Time to get healthy? I take vitamins, drink the right amount of water, cut caffeine and/or sugar, drink raw apple cider vinegar and green tea, attempt exercise . . . and then, when I feel better, I never know what did it. Plus, do I have to keep up all these things?. . . and then I fail, because I really can’t keep up with so many habits foreign to my nature.
I like new and different. Routine loses the thrill after about a week.
So my latest kick is self-discipline — because I lack it. (Again, *two thumbs pointing to self* bored with consistency.)
Just general, over all self-discipline. Which may sound like CHANGE ALL THE THINGS! and biting off more than I can chew. But isn’t, really, because I’m starting small.
My usual self would, at this point of decision, print out a schedule, a chart, a list — and organize my life. I love doing that. I get excited about new organizational things. HOWEVER, doing and then sticking with it is an entirely different matter. It’s not that I need to be more organized. It’s that I need to be more disciplined.
So I’ve started small. Or maybe big.
Because sometimes, I complain . . . okay, often. I often complain. And I am lazy about gratitude.
So, my “big” self-discipline for November is that I am committing to start each day with a grateful thought and post it on Facebook and Twitter . . . like a whole lot of other people. (Hey, some trends are good trends.) I’m no Pollyanna, believe me. I could really use a little less grumbling. And I know an ungrateful attitude is a whole lot of why I often struggle with being content.
And I don’t mean just the big THANKS. I mean the little thanks — for everyday things. The things that we have to dig into to find a reason for being grateful. It’s a whole lot harder than it appears.
I read Ann Voskamp’s One Thousand Gifts in January — loved it — and when I read her journal plan, I thought, Writing down three gifts a day? How hard can that be? I made it to 45 gifts. Forty-five! And my last journal entry of three simple gifts was at the end of March. So it’s actually hard. For me, anyway. Because of my apparent allergy to consistency . . . and maybe gratitude.

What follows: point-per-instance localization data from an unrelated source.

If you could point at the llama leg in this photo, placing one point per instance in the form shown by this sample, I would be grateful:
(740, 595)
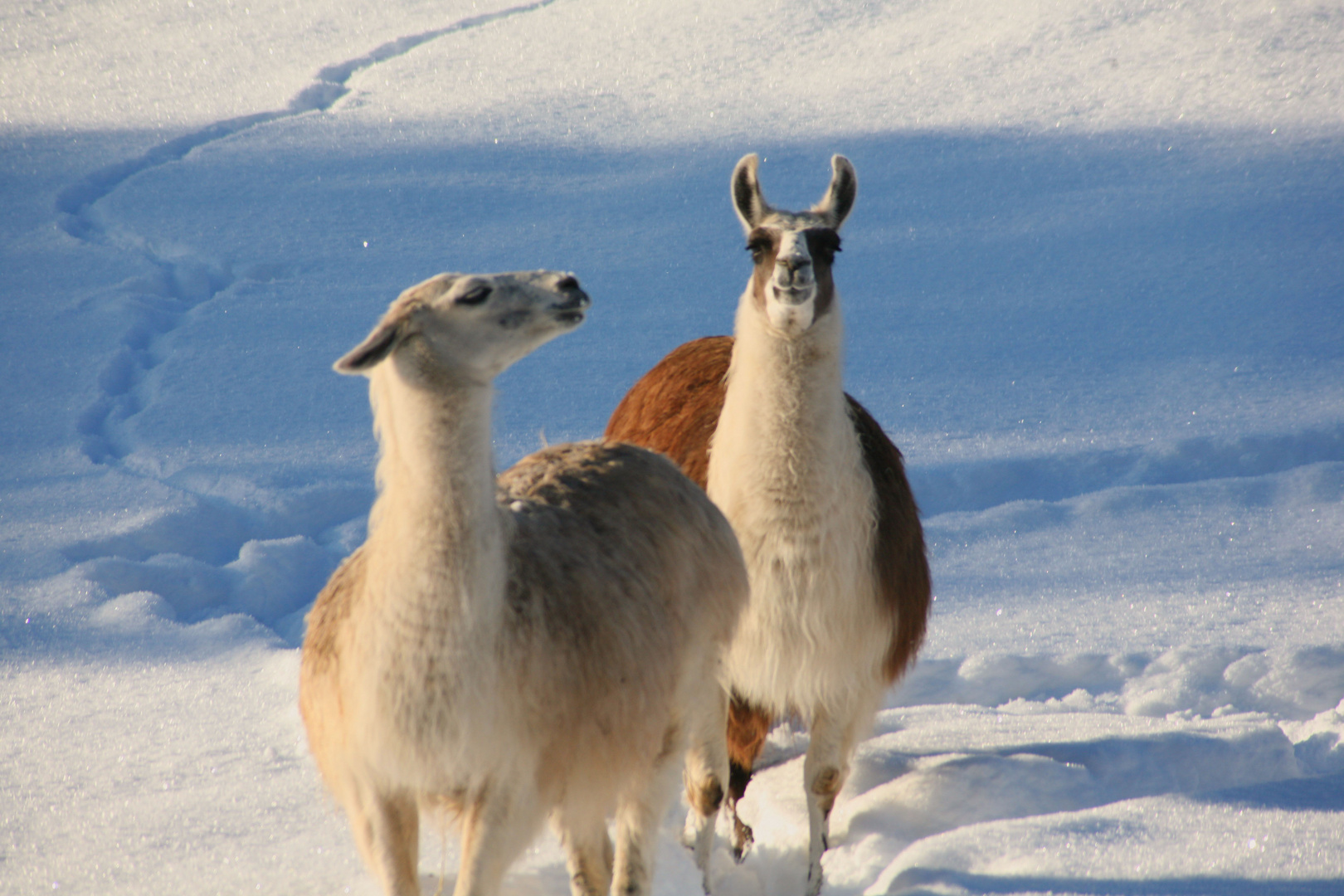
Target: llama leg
(704, 774)
(637, 818)
(387, 835)
(747, 730)
(499, 825)
(824, 772)
(587, 857)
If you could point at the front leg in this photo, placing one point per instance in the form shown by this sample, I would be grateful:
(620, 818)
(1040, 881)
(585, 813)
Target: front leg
(824, 772)
(498, 826)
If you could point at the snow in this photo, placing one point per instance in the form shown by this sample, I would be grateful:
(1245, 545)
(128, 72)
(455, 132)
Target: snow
(1093, 288)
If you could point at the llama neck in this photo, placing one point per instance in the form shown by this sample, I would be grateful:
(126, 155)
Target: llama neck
(436, 512)
(784, 458)
(785, 391)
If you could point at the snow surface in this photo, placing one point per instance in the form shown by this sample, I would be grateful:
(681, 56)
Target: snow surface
(1094, 286)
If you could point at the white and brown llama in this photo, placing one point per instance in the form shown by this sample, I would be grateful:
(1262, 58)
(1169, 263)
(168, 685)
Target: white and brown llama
(543, 645)
(815, 490)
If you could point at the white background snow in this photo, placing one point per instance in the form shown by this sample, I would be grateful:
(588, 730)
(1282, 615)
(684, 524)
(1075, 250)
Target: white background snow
(1093, 285)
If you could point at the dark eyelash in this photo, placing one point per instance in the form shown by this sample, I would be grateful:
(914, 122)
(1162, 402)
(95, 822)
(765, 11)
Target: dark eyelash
(475, 297)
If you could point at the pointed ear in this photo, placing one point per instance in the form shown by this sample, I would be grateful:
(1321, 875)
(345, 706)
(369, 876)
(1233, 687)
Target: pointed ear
(839, 201)
(375, 347)
(747, 201)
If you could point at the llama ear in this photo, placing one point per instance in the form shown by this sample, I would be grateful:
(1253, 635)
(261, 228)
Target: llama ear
(377, 347)
(839, 201)
(746, 192)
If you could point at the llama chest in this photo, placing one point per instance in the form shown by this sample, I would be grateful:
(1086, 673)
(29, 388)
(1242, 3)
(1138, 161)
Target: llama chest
(804, 516)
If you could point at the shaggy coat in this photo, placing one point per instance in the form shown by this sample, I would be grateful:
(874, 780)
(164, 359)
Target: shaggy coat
(542, 645)
(815, 490)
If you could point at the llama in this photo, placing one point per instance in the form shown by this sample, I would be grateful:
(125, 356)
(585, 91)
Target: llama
(813, 488)
(543, 645)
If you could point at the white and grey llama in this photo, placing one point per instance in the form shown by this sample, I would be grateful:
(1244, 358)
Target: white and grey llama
(541, 646)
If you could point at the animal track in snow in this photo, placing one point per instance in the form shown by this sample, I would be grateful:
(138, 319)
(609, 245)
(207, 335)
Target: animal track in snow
(208, 555)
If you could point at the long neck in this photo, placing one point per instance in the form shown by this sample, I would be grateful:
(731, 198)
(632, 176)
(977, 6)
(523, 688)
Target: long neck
(789, 386)
(436, 514)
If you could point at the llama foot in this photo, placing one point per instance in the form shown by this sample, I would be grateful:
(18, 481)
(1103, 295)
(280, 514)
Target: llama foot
(743, 839)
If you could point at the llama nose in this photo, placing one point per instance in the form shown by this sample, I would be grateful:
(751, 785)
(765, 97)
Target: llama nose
(574, 299)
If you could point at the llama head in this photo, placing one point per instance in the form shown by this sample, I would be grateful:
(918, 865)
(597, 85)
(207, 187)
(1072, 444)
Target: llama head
(793, 251)
(470, 327)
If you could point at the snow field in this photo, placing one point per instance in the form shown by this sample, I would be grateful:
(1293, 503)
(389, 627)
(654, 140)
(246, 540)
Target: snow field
(1092, 288)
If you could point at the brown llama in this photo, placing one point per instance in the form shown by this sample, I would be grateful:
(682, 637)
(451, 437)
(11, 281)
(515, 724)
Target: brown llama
(546, 644)
(815, 490)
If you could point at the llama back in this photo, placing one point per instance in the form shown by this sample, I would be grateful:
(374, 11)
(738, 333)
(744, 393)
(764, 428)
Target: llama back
(624, 582)
(675, 407)
(675, 410)
(650, 535)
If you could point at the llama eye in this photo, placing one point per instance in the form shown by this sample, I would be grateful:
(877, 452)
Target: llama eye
(475, 296)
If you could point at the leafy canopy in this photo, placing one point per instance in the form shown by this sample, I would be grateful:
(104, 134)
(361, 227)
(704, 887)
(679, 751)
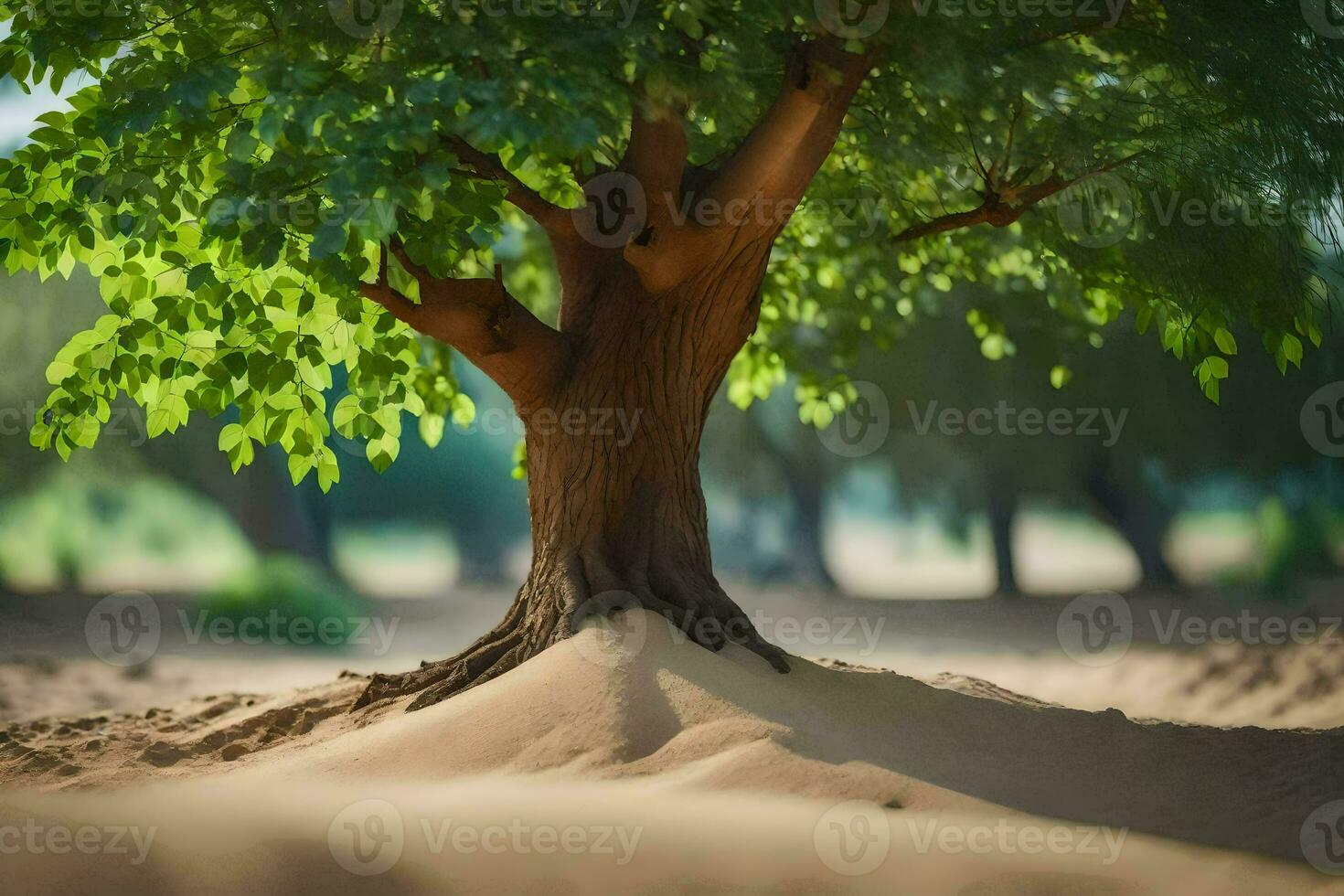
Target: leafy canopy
(233, 171)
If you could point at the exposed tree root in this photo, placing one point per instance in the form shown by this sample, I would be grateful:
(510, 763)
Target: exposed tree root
(549, 609)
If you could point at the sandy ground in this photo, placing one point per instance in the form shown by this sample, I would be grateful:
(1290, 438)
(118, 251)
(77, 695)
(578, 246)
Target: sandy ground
(628, 759)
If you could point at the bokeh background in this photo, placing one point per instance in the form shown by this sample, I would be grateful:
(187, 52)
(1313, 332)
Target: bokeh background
(955, 549)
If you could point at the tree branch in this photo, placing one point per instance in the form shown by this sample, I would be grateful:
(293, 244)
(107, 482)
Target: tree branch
(1003, 208)
(757, 189)
(784, 151)
(481, 320)
(552, 219)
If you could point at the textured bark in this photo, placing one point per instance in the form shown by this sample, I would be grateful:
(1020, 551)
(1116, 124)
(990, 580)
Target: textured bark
(615, 400)
(618, 516)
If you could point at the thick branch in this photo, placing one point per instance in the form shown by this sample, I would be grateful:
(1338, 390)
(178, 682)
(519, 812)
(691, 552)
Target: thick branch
(481, 320)
(784, 151)
(552, 219)
(1003, 208)
(755, 192)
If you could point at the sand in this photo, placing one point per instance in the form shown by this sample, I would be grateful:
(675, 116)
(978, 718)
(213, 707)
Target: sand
(635, 761)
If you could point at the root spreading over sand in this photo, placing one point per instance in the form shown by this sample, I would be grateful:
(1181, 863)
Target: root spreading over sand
(698, 770)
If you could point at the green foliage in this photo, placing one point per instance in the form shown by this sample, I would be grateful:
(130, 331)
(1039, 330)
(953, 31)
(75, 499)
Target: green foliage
(292, 597)
(234, 168)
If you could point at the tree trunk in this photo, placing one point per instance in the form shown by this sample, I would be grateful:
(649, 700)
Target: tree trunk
(618, 516)
(614, 400)
(1001, 512)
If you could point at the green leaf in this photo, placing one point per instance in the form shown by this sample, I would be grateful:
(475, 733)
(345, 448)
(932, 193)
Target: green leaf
(1224, 340)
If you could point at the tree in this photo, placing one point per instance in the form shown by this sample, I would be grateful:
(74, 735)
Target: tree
(272, 188)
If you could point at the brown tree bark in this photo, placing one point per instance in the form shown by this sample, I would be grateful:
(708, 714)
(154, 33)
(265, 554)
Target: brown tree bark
(614, 400)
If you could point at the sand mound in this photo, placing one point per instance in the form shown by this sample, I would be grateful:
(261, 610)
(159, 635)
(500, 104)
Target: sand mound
(669, 727)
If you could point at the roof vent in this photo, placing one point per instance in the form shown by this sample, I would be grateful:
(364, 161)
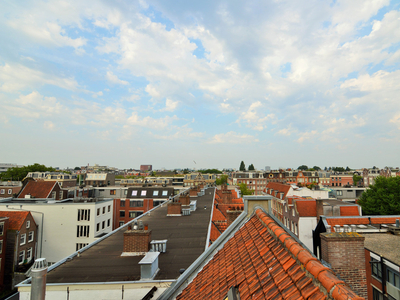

So I love this from One Thousand Gifts:
Do not disdain the small. The whole of the life — even the hard — is made up of the minute parts, and if I miss the infinitesimals, I miss the whole. These are new language lessons, and I live them out. There is a way to live the big of giving thanks in all things. It is this: to give thanks in this one small thing. The moments will add up.
I, too, had read it often, the oft-quoted verse: “And give thanks for everything to God the Father in the name of our Lord Jesus Christ” (Ephesians 5:20). And I, too, would nod and say straight-faced, “I’m thankful for everything.” But in this counting gifts, to one thousand, more, I discover that slapping a sloppy brush of thanksgiving over everything in my life leaves me deeply thankful for very few things in my life. A lifetime of sermons on “thanks in all things” and the shelves sagging with books on these things and I testify: life-changing gratitude does not fasten to a life unless nailed through with one very specific nail at a time.
Little nails and a steady hammer can rebuild a life . . .
So I’m doing it.
I’m going to attempt to share a harvest of gratitude for small things and big things.
Because I need to remind myself that I have so much to be thankful for.
And my bet is, it really does change everything.
Praise for the LORD’S Goodness.
A Psalm, a Song for the Sabbath day.
It is good to give thanks to the LORD And to sing praises to Your name, O Most High ;
To declare Your lovingkindness in the morning And Your faithfulness by night . . .
For You, O LORD, have made me glad by what You have done, I will sing for joy at the works of Your hands. Psalm 92:1-4
* * * * *
What about you? Have you seen simple gratitude change your outlook on life? Want to try #30daysofthanks?